Avec ce court résumé du prologue de ce film, on peut énuméré déjà plusieurs clichés vu et revu dans le genre. L’intrigue du film repose en grande partie sur le scénario du reboot vidéoludique de 2013 (la reine Himiko, l’île, l’organisation, etc.) à l’exception de quelques modifications nécessaire pour porter cette Origin Story à l’écran pour un public plus large que les fans du jeu vidéo. Autant dire que le scénario n’est donc pas d’une grande originalité puisqu’il s’agit presque d’un copier-coller du reboot de l’œuvre vidéoludique, dont même la mise en scène s’inspire plan pour plan, notamment dans la scène où notre héroïne s’accroche à une épave d’avion dans une cascade. À première vue, cette adaptation avait tous les défauts pour être un nouveau ratage au même titre que les précédentes. Mais il faut avouer que cette adaptation se range du coté des films les moins mauvais dans le genre, avec Assassin’s Creed réalisé par Justin Kurzel, qui malgré de nombreux défauts contenait tout de même quelques morceaux de bravoure. Ce Tomb Raider, malgré ces clichés vus et revus et son copier-coller du scénario du jeu de 2013, possède son lot de qualité, notamment en la performance de son actrice Alicia Vikander. L’actrice apporte une certaine humanité au personnage, loin des expressions presque robotiques d’Angelina Jolie. Un personnage moins sexualisé, plus construit en profondeur, même si le film n’invente rien au niveau de cette construction qui vient encore une fois du reboot vidéoludique : une Lara Croft vulnérable dont le corps est d’abord blessé viscéralement pour remonter dans une forme d’ascension. Le reste du casting est crédible : Dominic West est attachant en père Croft, capable de passer de la Palme d’Or de Ruben Oslund The Square à un blockbuster Hollywoodien avec une certaine aisance. Walton Goggins, qui connaît un certain regain de carrière actuellement dans le blockbuster, campe un méchant de jeu vidéo crédible avec une seule expression. Et il est apparemment à la mode que des actrices françaises, comme Marion Cottilard et Charlotte Rampling dans Assassin’s Creed, fassent leur apparition dans des adaptations vidéoludique, Kristin Scott Thomas ayant une courte apparition dans ce film.

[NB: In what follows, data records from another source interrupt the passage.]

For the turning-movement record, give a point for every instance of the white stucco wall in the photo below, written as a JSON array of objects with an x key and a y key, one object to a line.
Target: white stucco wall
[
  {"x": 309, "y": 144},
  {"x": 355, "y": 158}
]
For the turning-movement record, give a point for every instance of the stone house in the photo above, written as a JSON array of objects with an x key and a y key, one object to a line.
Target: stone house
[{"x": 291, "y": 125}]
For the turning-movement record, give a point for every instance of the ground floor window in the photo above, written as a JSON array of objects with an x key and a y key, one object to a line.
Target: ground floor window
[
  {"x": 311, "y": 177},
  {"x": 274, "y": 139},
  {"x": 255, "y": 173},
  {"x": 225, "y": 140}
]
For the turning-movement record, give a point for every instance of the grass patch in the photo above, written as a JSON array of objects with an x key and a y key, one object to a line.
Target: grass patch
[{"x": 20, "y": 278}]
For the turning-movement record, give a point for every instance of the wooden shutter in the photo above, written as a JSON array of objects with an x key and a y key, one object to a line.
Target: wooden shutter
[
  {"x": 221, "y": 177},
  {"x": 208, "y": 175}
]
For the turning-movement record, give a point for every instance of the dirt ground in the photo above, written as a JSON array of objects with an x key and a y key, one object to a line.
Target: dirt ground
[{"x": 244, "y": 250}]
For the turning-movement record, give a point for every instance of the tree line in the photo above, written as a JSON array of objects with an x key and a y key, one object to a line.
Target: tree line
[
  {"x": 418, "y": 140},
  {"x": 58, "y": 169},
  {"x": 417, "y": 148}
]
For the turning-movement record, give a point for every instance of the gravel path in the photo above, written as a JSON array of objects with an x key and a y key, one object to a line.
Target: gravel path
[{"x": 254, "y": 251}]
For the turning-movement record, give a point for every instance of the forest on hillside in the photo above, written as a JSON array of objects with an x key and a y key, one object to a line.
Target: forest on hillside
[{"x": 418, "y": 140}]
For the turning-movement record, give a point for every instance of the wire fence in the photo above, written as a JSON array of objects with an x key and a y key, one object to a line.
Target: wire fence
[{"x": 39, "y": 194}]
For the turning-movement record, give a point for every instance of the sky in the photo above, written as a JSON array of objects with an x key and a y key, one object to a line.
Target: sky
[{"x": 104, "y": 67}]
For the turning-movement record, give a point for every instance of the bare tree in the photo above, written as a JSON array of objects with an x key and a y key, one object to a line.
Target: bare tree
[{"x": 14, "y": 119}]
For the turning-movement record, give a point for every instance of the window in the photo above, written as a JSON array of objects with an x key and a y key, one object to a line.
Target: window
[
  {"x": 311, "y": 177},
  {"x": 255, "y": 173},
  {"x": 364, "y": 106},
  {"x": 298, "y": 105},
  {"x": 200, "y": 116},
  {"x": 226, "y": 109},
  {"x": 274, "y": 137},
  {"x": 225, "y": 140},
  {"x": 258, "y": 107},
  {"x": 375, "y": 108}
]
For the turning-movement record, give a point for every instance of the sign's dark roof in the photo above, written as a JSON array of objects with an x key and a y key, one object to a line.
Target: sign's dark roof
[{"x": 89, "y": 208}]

Le film possède son lot de fulgurances visuelles, notamment un plan-séquence plutôt réussi suivant l’infiltration de l’héroïne dans le camp ennemi, une scène de naufrage spectaculaire, et des scènes d’actions nerveuses qui parviennent à divertir un temps soit peu au milieu des nombreux défauts du film. Roar Uthaug semble orchestrer le tout en pilotage automatique, en bon réalisateur de commande, le film ayant clairement pour but de déboucher sur une licence à succès, ouvrant sur une suite dans son final. Ce reboot version 2018 de Tomb Raider est un film inégal, plombé notamment par son manque d’originalité et son accumulation de clichés déjà vus, toutefois porté par une bonne interprétation de l’actrice Alicia Vikander qui campe une héroïne plus humaine et légèrement moins stéréotypé que la version Angelina Jolie. Une adaptation qui se range néanmoins parmi les films les plus corrects aux cotés du Assassin’s Creed de Justin Kurzel, ce qui n’était pas très difficile. Divertissant, spectaculaire et humaine à l’image du jeu dont il s’inspire, mais malheureusement parfaitement oubliable.